I’m writing this blog because I want to see if any one can relate to it. You see I read about this anxiety and that anxiety and my head screams I’ve not got any of them yet I’m told its what I’m suffering with. Is this one of my twisted irrational thoughts that plaegues me, trying to make my anxiety into something more, something darker.
This all started on January 6th. Yes I’ve always had anxiety, getting panicky in situations I’ve not been comfortable in. I had panic attacks since a child, now immune to full attacks. But this……. This is something else.
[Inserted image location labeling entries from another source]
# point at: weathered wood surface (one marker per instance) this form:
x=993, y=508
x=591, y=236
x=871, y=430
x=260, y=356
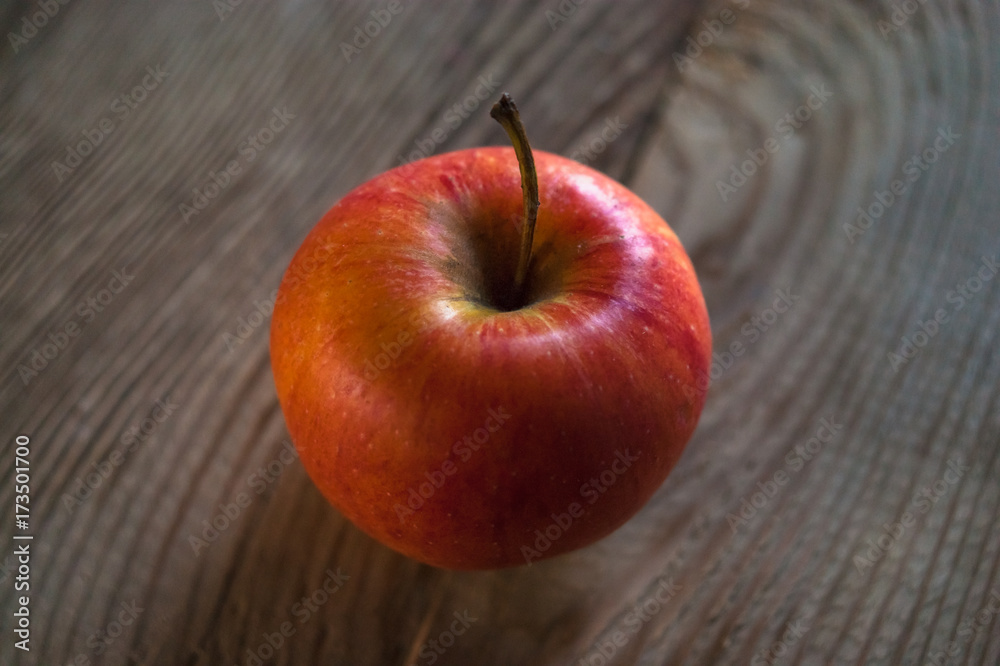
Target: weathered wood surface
x=736, y=587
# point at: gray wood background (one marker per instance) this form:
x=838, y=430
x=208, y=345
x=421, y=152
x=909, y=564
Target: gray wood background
x=802, y=579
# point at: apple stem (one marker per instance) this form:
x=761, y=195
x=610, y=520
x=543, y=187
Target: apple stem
x=505, y=113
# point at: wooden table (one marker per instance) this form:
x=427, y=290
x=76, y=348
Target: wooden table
x=160, y=163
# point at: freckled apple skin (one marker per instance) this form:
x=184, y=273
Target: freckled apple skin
x=604, y=357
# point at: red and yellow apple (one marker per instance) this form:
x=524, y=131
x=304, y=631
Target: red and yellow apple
x=469, y=419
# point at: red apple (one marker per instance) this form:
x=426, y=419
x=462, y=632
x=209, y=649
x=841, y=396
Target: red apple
x=469, y=419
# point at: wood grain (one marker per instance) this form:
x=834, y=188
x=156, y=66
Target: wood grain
x=732, y=589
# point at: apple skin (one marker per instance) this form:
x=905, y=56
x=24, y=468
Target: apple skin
x=602, y=364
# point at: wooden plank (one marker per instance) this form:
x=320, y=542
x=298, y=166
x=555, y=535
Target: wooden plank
x=162, y=398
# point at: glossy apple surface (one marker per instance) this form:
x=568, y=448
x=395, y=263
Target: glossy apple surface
x=457, y=425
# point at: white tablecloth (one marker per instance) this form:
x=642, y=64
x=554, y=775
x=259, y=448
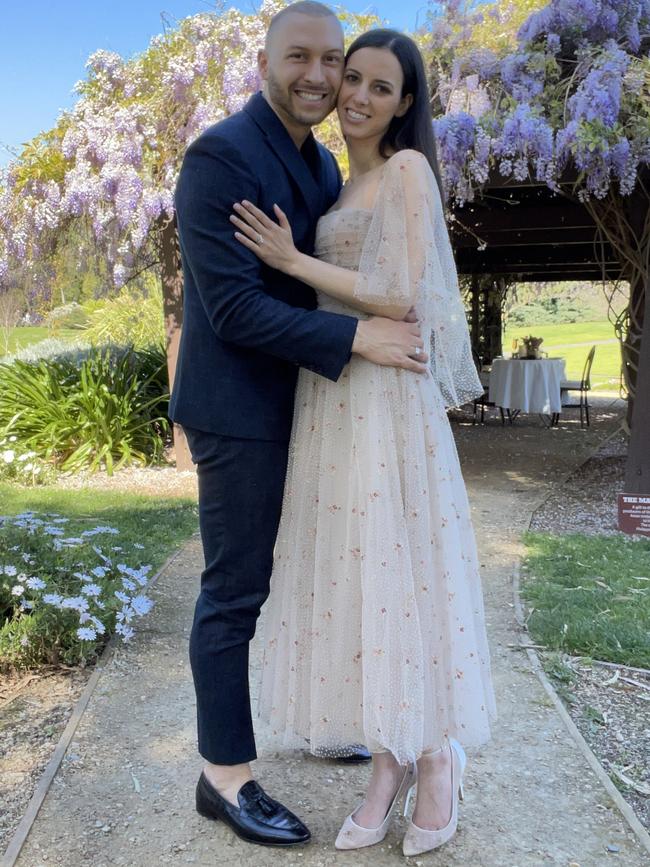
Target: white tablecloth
x=529, y=385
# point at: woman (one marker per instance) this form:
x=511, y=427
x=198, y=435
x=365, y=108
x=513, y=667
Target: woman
x=375, y=630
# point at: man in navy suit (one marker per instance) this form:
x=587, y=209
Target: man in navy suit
x=246, y=331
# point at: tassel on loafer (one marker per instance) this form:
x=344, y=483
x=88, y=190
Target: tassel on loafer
x=258, y=819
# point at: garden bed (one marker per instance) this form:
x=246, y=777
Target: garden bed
x=35, y=706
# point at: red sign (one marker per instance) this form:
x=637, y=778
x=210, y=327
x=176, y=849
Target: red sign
x=634, y=514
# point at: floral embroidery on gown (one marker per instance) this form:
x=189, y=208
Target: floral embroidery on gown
x=374, y=629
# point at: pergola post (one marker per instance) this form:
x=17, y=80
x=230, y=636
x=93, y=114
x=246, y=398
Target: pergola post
x=172, y=283
x=637, y=471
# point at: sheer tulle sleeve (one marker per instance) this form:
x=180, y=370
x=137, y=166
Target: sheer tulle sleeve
x=407, y=259
x=392, y=263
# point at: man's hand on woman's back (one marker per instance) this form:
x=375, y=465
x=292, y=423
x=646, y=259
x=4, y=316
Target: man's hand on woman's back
x=392, y=344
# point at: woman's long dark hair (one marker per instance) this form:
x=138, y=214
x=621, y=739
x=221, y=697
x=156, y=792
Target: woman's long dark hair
x=414, y=129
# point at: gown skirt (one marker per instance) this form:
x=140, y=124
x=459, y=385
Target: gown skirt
x=374, y=628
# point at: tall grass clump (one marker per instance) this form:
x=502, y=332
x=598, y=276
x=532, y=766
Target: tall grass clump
x=87, y=409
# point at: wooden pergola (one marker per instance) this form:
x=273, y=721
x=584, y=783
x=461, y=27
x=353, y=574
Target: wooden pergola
x=531, y=233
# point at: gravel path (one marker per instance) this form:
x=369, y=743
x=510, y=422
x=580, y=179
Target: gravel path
x=124, y=794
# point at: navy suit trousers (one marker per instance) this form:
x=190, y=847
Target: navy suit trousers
x=241, y=483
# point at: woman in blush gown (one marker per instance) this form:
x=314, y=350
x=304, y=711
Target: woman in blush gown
x=375, y=631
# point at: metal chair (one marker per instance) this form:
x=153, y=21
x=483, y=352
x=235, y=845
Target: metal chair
x=483, y=400
x=583, y=386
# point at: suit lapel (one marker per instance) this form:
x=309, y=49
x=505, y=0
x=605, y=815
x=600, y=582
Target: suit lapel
x=283, y=146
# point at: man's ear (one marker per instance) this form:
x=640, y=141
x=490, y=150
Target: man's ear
x=405, y=103
x=262, y=64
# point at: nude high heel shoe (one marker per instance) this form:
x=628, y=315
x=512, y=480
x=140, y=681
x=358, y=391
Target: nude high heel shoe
x=353, y=836
x=419, y=840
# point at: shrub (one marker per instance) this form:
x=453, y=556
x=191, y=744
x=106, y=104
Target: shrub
x=100, y=407
x=51, y=347
x=62, y=595
x=133, y=317
x=70, y=315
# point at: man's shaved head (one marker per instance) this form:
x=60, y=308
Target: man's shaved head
x=301, y=65
x=303, y=7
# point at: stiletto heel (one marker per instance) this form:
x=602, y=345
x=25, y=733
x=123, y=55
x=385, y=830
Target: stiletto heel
x=418, y=840
x=353, y=836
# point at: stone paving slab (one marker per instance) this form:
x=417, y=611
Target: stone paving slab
x=124, y=793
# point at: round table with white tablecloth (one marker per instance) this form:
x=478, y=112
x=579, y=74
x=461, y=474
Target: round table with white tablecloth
x=527, y=385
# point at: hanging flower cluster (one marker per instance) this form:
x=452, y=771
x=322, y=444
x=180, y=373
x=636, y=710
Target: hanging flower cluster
x=574, y=92
x=111, y=163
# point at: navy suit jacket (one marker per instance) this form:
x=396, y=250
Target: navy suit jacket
x=247, y=328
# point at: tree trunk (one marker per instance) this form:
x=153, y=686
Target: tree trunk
x=172, y=283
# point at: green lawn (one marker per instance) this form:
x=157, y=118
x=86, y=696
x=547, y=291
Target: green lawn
x=24, y=336
x=161, y=525
x=589, y=595
x=605, y=372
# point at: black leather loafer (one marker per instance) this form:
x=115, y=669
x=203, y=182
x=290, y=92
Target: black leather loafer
x=259, y=819
x=356, y=754
x=357, y=757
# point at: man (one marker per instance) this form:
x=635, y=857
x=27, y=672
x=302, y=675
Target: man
x=246, y=330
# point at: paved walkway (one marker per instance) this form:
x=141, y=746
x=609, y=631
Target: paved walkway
x=124, y=794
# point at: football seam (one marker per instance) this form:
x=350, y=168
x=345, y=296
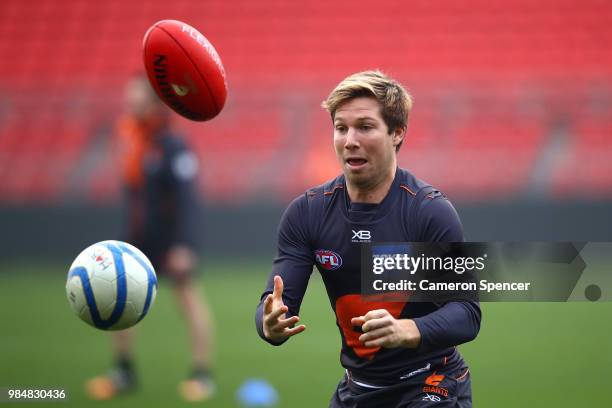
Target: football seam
x=212, y=97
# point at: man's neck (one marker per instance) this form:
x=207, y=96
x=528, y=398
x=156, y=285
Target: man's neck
x=371, y=194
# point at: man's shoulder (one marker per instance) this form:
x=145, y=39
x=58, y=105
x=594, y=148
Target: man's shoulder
x=328, y=188
x=316, y=197
x=412, y=184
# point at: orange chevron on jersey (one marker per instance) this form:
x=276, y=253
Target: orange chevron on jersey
x=349, y=306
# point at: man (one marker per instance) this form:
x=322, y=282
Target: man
x=158, y=174
x=395, y=354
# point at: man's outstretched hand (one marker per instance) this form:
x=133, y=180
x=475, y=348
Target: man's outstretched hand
x=381, y=329
x=276, y=327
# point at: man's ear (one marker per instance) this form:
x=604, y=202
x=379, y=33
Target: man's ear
x=398, y=136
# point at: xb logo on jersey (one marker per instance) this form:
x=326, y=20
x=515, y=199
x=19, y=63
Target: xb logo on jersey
x=328, y=259
x=361, y=236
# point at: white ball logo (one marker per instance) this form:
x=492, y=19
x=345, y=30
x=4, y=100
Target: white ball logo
x=111, y=285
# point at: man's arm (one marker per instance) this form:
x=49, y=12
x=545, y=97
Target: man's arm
x=280, y=302
x=455, y=322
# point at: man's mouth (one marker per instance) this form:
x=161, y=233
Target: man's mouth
x=356, y=161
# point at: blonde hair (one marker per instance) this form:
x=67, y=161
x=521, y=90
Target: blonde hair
x=395, y=103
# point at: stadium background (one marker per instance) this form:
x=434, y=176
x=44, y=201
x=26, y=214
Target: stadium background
x=512, y=120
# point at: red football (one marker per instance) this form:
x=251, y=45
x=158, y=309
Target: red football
x=185, y=70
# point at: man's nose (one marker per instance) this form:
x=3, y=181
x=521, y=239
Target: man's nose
x=351, y=139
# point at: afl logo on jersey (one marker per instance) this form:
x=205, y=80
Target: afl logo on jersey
x=328, y=259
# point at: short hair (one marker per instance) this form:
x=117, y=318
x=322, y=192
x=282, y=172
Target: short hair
x=395, y=103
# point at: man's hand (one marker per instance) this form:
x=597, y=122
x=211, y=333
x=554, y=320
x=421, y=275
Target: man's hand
x=275, y=326
x=383, y=330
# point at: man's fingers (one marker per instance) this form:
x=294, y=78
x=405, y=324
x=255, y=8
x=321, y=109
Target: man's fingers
x=295, y=330
x=376, y=324
x=268, y=304
x=276, y=314
x=278, y=288
x=376, y=314
x=375, y=334
x=283, y=323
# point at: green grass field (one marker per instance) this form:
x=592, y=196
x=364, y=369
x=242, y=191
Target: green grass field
x=527, y=354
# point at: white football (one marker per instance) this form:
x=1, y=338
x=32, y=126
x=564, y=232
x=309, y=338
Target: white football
x=111, y=285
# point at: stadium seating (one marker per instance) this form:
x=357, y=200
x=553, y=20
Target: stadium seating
x=491, y=80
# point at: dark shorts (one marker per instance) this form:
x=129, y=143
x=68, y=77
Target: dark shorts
x=441, y=388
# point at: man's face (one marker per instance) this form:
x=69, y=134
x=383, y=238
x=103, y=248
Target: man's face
x=364, y=147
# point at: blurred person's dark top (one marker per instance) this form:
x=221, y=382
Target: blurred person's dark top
x=159, y=172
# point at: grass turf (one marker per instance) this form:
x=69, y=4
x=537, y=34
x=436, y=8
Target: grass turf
x=527, y=354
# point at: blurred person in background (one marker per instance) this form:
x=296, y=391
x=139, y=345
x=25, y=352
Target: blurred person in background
x=396, y=354
x=158, y=172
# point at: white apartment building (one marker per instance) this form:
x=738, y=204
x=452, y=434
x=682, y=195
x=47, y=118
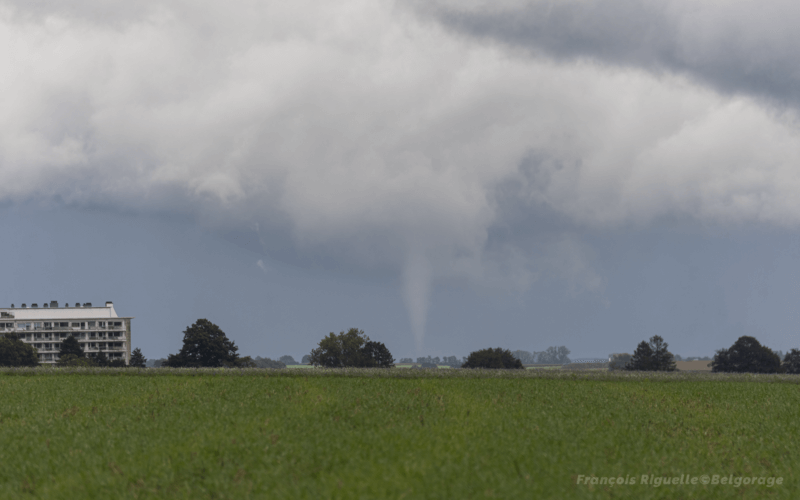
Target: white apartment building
x=96, y=328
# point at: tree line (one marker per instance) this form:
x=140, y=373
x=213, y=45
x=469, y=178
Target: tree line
x=206, y=345
x=746, y=355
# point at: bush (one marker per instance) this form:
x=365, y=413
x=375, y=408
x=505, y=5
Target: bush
x=204, y=345
x=652, y=356
x=288, y=360
x=553, y=356
x=791, y=362
x=493, y=358
x=268, y=363
x=619, y=361
x=137, y=359
x=746, y=355
x=351, y=349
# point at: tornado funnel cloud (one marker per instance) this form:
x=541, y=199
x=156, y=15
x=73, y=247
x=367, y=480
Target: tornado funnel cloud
x=416, y=294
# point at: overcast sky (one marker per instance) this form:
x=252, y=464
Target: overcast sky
x=447, y=175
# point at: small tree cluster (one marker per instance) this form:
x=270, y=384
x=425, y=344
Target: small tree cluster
x=747, y=355
x=288, y=360
x=268, y=363
x=652, y=356
x=351, y=349
x=492, y=358
x=554, y=355
x=618, y=361
x=206, y=345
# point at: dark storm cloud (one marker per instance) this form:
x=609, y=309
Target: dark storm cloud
x=743, y=46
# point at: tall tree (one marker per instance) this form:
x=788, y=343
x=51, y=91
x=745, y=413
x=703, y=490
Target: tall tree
x=791, y=362
x=204, y=345
x=287, y=360
x=70, y=345
x=652, y=356
x=351, y=349
x=101, y=359
x=746, y=355
x=14, y=352
x=137, y=359
x=492, y=358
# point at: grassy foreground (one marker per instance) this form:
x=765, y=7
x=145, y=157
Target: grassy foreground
x=299, y=434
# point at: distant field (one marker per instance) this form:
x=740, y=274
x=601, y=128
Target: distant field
x=391, y=433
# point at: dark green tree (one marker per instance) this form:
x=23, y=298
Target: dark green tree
x=268, y=363
x=137, y=359
x=287, y=360
x=70, y=345
x=553, y=356
x=652, y=356
x=204, y=345
x=351, y=349
x=101, y=359
x=73, y=360
x=492, y=358
x=14, y=352
x=746, y=355
x=791, y=362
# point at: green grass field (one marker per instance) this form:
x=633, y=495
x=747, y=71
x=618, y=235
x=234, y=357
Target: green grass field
x=391, y=434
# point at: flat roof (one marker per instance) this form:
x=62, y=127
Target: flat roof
x=45, y=313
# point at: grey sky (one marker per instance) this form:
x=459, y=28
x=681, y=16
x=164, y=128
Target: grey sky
x=448, y=173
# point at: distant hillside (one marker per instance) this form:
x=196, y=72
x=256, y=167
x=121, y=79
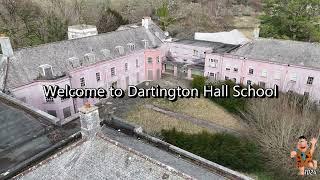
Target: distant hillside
x=32, y=22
I wake up each morning, normally about 5ish and although in a half sleep my head has started its thinking. About all sorts of rubbish. Then I get up and normally reach into the toilet. My thoughts are terrible in the mornings. Worrying about how I’m going to face another day, telling me that this isn’t anxiety. Anxiety is something you get when you in an uncomfortable sitation and feel agitated and panicky. This is like my mind has broken, thoughts babbling through my head. the Chatterer. And underneath that voice is little old me trying my best to reassure that I’m Ok, that one day this will end, that I’ve nothing to be frightened about. This is just anxiety after all. I worry that I’m going to do something wrong???? Something to make it worse or prolong it. Its like being locked in my own head and each day I struggle to find a distraction away from that nagging torturing thinking brain. I over analys myself far too much. What is this anxiety, how am I feeling , is it better worse balh blah blah.
I’m not on meds, I’m having CBT to help take control back. Only been doing it for about 2 and a half months.
I’m so sccared this won’t go. Poeple tell me otherwise but day after day its still here. Constant, torturing and taking my life away.